Der Mann steht im Verdacht, vor mehr als 30 Jahren einen damals acht Jahre alten Buben schwer missbraucht zu haben. Der Betroffene soll in weiterer Folge einen Nervenzusammenbruch erlitten haben, dem Vernehmen nach machte ihm noch Jahre später das Erlebte zu schaffen. Am 30. Mai 2021 wurde der Verdächtige im Prater beobachtet, wie er gezielt fünf bis zehn Jahre alte Kinder ansprach. Eine ihm fremde Siebenjährige lud er auf ein Eis ein und übergab dem Mädchen einen Flyer für die von ihm veranstalteten Camps. Der Vater des Mädchens setzte der - so zumindest der Verdacht - auf Anbahnung eines intimen Kontakts gerichteten Unterhaltung ein Ende.

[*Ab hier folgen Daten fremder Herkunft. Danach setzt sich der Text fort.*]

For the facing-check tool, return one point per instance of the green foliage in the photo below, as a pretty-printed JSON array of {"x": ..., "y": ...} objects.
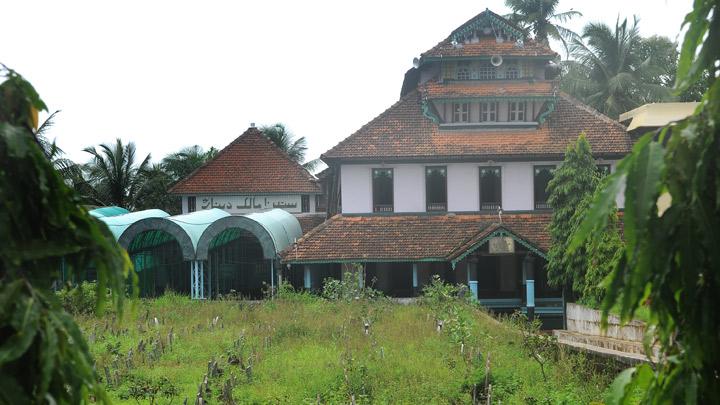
[
  {"x": 43, "y": 356},
  {"x": 575, "y": 179},
  {"x": 603, "y": 253},
  {"x": 80, "y": 299},
  {"x": 615, "y": 70},
  {"x": 351, "y": 287},
  {"x": 540, "y": 347},
  {"x": 286, "y": 141},
  {"x": 142, "y": 388},
  {"x": 114, "y": 175},
  {"x": 671, "y": 262},
  {"x": 301, "y": 352}
]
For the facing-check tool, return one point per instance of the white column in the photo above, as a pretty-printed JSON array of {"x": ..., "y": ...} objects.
[{"x": 307, "y": 277}]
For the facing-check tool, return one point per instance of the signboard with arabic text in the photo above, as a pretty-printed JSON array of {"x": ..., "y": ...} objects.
[{"x": 243, "y": 204}]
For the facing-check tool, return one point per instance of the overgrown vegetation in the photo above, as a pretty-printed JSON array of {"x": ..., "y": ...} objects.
[
  {"x": 43, "y": 356},
  {"x": 671, "y": 262},
  {"x": 307, "y": 349},
  {"x": 579, "y": 273}
]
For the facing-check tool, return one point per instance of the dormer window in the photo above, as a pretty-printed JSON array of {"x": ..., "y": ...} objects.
[
  {"x": 487, "y": 72},
  {"x": 488, "y": 112},
  {"x": 463, "y": 73},
  {"x": 461, "y": 112},
  {"x": 516, "y": 110}
]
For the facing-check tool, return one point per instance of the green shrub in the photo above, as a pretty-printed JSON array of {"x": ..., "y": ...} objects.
[
  {"x": 351, "y": 287},
  {"x": 78, "y": 300}
]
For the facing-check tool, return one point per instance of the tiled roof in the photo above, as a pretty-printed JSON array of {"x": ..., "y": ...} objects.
[
  {"x": 402, "y": 132},
  {"x": 308, "y": 222},
  {"x": 410, "y": 237},
  {"x": 250, "y": 164},
  {"x": 476, "y": 88},
  {"x": 487, "y": 47}
]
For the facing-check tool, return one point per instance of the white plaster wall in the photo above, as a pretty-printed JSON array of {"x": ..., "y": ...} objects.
[
  {"x": 517, "y": 186},
  {"x": 409, "y": 188},
  {"x": 356, "y": 186},
  {"x": 463, "y": 187}
]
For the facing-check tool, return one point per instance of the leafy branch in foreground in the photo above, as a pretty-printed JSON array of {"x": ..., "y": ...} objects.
[
  {"x": 43, "y": 355},
  {"x": 671, "y": 261}
]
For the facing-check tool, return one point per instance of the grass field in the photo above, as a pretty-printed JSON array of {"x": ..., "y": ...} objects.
[{"x": 306, "y": 350}]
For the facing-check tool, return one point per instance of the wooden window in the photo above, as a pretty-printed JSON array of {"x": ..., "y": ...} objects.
[
  {"x": 304, "y": 203},
  {"x": 487, "y": 72},
  {"x": 436, "y": 188},
  {"x": 604, "y": 170},
  {"x": 461, "y": 112},
  {"x": 517, "y": 110},
  {"x": 320, "y": 203},
  {"x": 488, "y": 112},
  {"x": 541, "y": 178},
  {"x": 382, "y": 190},
  {"x": 490, "y": 188},
  {"x": 463, "y": 73}
]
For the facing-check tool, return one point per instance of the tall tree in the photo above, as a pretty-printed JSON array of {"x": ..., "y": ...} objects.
[
  {"x": 180, "y": 164},
  {"x": 154, "y": 191},
  {"x": 43, "y": 355},
  {"x": 613, "y": 71},
  {"x": 671, "y": 260},
  {"x": 573, "y": 181},
  {"x": 114, "y": 175},
  {"x": 294, "y": 147},
  {"x": 542, "y": 19}
]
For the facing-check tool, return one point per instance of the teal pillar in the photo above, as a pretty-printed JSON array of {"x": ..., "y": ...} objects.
[
  {"x": 307, "y": 276},
  {"x": 529, "y": 271}
]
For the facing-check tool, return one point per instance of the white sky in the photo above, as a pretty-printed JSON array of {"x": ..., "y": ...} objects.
[{"x": 169, "y": 74}]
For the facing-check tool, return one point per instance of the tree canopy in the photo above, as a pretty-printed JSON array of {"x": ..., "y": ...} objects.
[
  {"x": 43, "y": 355},
  {"x": 671, "y": 260}
]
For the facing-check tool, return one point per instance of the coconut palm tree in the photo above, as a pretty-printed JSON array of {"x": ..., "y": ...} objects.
[
  {"x": 612, "y": 71},
  {"x": 180, "y": 164},
  {"x": 114, "y": 174},
  {"x": 541, "y": 18},
  {"x": 295, "y": 148}
]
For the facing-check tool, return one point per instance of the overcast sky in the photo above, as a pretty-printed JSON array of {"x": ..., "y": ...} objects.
[{"x": 169, "y": 74}]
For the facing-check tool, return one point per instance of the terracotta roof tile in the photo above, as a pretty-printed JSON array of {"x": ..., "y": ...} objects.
[
  {"x": 309, "y": 222},
  {"x": 250, "y": 164},
  {"x": 410, "y": 237},
  {"x": 495, "y": 88},
  {"x": 489, "y": 47},
  {"x": 403, "y": 132}
]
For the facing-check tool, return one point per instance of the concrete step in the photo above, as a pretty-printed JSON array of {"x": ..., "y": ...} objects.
[{"x": 623, "y": 350}]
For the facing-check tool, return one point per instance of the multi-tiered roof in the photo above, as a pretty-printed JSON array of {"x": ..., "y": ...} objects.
[{"x": 487, "y": 64}]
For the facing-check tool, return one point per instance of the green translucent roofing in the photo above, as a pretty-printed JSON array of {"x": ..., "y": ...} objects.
[
  {"x": 195, "y": 223},
  {"x": 119, "y": 223},
  {"x": 282, "y": 226},
  {"x": 108, "y": 211}
]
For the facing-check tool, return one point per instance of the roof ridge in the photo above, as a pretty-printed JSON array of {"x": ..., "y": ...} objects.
[
  {"x": 221, "y": 152},
  {"x": 402, "y": 99},
  {"x": 248, "y": 132},
  {"x": 577, "y": 103},
  {"x": 287, "y": 156}
]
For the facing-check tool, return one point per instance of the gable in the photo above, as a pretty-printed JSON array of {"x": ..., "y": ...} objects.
[{"x": 250, "y": 164}]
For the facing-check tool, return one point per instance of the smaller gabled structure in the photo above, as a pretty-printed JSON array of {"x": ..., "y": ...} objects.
[{"x": 249, "y": 175}]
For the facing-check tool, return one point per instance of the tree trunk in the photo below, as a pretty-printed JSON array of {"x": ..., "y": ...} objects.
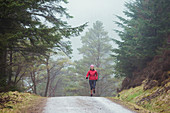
[
  {"x": 10, "y": 70},
  {"x": 48, "y": 77},
  {"x": 3, "y": 58}
]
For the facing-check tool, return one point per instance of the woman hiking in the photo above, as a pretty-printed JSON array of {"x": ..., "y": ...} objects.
[{"x": 93, "y": 77}]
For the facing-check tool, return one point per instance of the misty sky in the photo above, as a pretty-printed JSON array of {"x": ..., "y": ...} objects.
[{"x": 90, "y": 11}]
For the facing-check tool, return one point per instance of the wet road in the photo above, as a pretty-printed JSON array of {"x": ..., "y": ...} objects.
[{"x": 83, "y": 104}]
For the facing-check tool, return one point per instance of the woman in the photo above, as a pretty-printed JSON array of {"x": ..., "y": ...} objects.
[{"x": 93, "y": 77}]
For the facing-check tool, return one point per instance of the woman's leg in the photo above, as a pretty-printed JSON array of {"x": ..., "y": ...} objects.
[
  {"x": 94, "y": 85},
  {"x": 91, "y": 86}
]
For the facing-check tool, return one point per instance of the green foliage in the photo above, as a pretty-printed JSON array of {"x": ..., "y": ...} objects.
[
  {"x": 96, "y": 50},
  {"x": 145, "y": 30},
  {"x": 31, "y": 28}
]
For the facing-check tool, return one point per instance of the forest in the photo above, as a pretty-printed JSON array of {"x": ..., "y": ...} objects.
[{"x": 35, "y": 49}]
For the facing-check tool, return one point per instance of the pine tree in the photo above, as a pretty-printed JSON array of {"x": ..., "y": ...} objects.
[
  {"x": 143, "y": 34},
  {"x": 23, "y": 30},
  {"x": 96, "y": 50}
]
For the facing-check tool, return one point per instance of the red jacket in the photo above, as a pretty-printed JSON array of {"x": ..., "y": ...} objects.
[{"x": 93, "y": 75}]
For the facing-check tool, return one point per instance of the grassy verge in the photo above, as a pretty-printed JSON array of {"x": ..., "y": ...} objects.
[
  {"x": 15, "y": 102},
  {"x": 155, "y": 100}
]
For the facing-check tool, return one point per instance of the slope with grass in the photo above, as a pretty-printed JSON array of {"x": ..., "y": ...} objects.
[
  {"x": 16, "y": 102},
  {"x": 154, "y": 100}
]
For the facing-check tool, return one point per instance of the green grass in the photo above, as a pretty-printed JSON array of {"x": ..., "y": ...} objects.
[
  {"x": 15, "y": 102},
  {"x": 157, "y": 104}
]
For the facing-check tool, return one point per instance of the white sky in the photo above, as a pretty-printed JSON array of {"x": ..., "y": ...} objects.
[{"x": 90, "y": 11}]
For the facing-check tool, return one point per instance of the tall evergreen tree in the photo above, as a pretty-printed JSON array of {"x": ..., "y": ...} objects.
[
  {"x": 23, "y": 30},
  {"x": 96, "y": 50},
  {"x": 145, "y": 31}
]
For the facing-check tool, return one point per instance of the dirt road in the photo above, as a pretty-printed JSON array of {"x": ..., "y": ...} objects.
[{"x": 82, "y": 104}]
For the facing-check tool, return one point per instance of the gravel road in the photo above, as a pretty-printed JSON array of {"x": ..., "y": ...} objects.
[{"x": 82, "y": 104}]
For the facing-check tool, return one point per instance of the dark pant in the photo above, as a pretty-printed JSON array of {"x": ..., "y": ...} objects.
[{"x": 92, "y": 84}]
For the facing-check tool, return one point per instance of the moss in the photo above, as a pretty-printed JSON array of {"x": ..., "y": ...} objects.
[{"x": 16, "y": 102}]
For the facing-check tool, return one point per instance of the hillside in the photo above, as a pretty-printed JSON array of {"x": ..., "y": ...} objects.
[
  {"x": 15, "y": 102},
  {"x": 150, "y": 88}
]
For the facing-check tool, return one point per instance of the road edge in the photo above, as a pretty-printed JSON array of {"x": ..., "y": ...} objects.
[{"x": 129, "y": 106}]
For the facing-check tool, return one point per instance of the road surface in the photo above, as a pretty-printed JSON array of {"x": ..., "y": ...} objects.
[{"x": 82, "y": 104}]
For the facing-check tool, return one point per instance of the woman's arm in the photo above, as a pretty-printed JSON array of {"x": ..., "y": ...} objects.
[
  {"x": 96, "y": 75},
  {"x": 87, "y": 74}
]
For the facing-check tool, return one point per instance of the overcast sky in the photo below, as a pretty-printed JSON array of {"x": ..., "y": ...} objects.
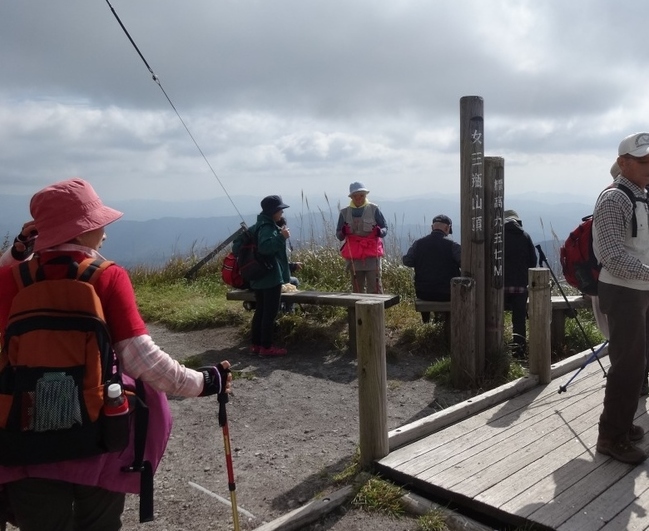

Der Verdächtige hat sich zu den gegen ihn gerichteten Vorwürfen bisher nicht geäußert und von seinem Aussageverweigerungsrecht Gebrauch gemacht. Seiner Homepage zufolge hat der 73-Jährige im heurigen Sommer unter dem Motto „Kinder, wollt ihr was erleben“ Ferien-Abenteuer „in Österreichs schönsten Gegenden“ - konkret Badeseen in Tirol und in der Steiermark - angeboten. Für den kommenden Winter wirbt er mit Ski- und Snowboard-Lagern. Informationen der APA zufolge wurde ihm nach Einleitung der strafrechtlichen Ermittlungen die Weiterführung des Betriebs behördlich untersagt, sämtliche Kinder, die sich in laufenden Ferien-Camps an einem Badesee im Salzkammergut befunden hatten, wurden von ihren Eltern abgeholt.